# At the end of my rope with MIL



## Endofmyrope16 (Nov 7, 2013)

Craziness


Had to edit and take out actual names..
FIL- father in law MIL-mother in law BIL- brother in law 
"She"refers to her
and when I refer to "you" and "your" I am referring to my husband 
as if I am able to tell him all this which I love and respect enough to not actually be this blunt.. I also want to add that she is now in 2013 only 61 years old. She had some health problems because of morbid obesity but had gastric bypass in 2009 and her health is much improved.. Now she just has mild type 2 diabetes and high cholesterol and gets iron via IV every 3 months because she doesn't absorb enough after the gastric bypass)

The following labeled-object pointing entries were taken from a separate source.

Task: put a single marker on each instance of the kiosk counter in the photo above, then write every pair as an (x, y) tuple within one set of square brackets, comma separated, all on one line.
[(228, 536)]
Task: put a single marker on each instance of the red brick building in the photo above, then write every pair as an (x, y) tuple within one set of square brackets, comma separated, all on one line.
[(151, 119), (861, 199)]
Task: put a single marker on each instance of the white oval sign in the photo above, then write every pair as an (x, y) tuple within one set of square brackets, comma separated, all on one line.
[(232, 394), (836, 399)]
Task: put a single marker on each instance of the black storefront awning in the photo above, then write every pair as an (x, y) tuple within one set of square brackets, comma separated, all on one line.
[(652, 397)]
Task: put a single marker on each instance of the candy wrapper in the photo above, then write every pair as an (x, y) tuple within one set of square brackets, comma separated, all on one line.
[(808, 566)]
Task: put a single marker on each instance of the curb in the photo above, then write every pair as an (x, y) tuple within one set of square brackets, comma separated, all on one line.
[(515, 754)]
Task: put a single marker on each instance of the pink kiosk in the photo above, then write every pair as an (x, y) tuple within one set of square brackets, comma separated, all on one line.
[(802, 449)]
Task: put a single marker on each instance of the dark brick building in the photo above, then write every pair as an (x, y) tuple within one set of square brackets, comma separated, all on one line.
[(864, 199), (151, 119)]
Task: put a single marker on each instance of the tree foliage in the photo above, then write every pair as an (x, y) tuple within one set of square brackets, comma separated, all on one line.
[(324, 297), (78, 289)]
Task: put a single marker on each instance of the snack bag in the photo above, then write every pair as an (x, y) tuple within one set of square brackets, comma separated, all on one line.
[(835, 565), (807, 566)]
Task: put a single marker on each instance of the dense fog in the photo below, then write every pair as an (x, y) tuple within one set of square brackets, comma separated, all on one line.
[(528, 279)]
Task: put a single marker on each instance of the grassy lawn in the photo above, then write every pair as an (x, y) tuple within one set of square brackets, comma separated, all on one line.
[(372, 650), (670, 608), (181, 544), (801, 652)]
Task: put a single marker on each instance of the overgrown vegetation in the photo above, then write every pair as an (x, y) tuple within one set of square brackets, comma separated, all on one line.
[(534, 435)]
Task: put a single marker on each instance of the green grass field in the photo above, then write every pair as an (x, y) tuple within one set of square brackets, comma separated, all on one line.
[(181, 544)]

This is a summary of issues over the years... But after 16 years I'm at the end of my rope.. I typed my issues kinda brief but I hope you get the gist of each one..

Cried almost every time we left when we were dating cause she couldn't deal with you loving anyone possibly more than her or you not being completely devoted to her and her every need

Every vacation ruined by her untrue horrible news and health issues that did not exist
Breast cancer, liver failure, lost job, cancer found etc.

First time she came to our first condo, when I got home from work she stormed out crying declaring she will never come to the condo ever again for no reason.. She could not handle us living together and it being "my" home and not in her control to come and go or change things as she please. Completely in called for and unacceptable and should have been put in her place way back when !!

Told us FIL had 3 months to live on our honeymoon.... inoperable brain tumor.. Had tumor but not cancer and it was operable..

When we returned from honeymoon she laughed as she told us haha that you now share our anniversary with your ******* biological fathers he was a estranged from partly due to her constantly putting him down) birthday (to try to taint it)

I took care of FIL food, clothing, calls from nursing home (That I worked at for several years and fought to get him a bed there) in the middle of the night not to mention being paged daily to come down to his room to talk to him only for her to take him out AMA because one night you were unable to bring her to nursing home because you choose to go to ER with me when Our 2 year old son was sick (embarrassing to me at my place of work not to mention not in FIL best interest) (unacceptable yet did nothing)

Had us spending over a 100.00 a week since we started to get serious to buy her things she acted like she needed and couldn't afford until about 7 years ago (2006) when I caught on how ungrateful she is and how it was a game to test your devotion vs BIL

Lied about everything always and continues to do so every single day.

3 times when her and I were not speaking for a few weeks I and only I gave in and apologized because it was "too hard on you" (and I didn't want to hurt you) which sent her the message that she could continue to manipulate 

When she was too overweight to do anything I worked taking care of FIL and did EVERYTHING for them both including wipe their butts (even though you hate to hear it, it is a huge deal.... How many daughter in laws do that for their 52 year old mother in law who got too obese to reach???)

Took her to every wound clinic appt which included dragging my baby along.
Took her 25 miles for every bariatric appt as well as cardiologist for almost a year so she could have gastric bypass which also included dragging my baby along too
Took her to every follow up appt as well as many misc appts.
She never considered offering gas money or anything else for that matter
It's like she expected it and of course I'd do it so you and BIL wouldn't have to miss work. And if we didn't commit to it she would throw a tantrum and refuse to get the gastric surgery.. Just like she had us commit to taking her when she put FIL at both nursing homes I got him into.. She would make her 80 year old father drive her to doc appts or to see FIL ..Can not do a damn thing for herself. It's selfish and sickening and we allow her to do it. Why ???? Even BIL gets mad and tells her sometimes.. But you just can't. Again, why ??? What are you afraid of? I don't expect you to be as stern as I am with my parents cause I seem to be stronger but you don't do anything at all. Just yes mom and I love you mom..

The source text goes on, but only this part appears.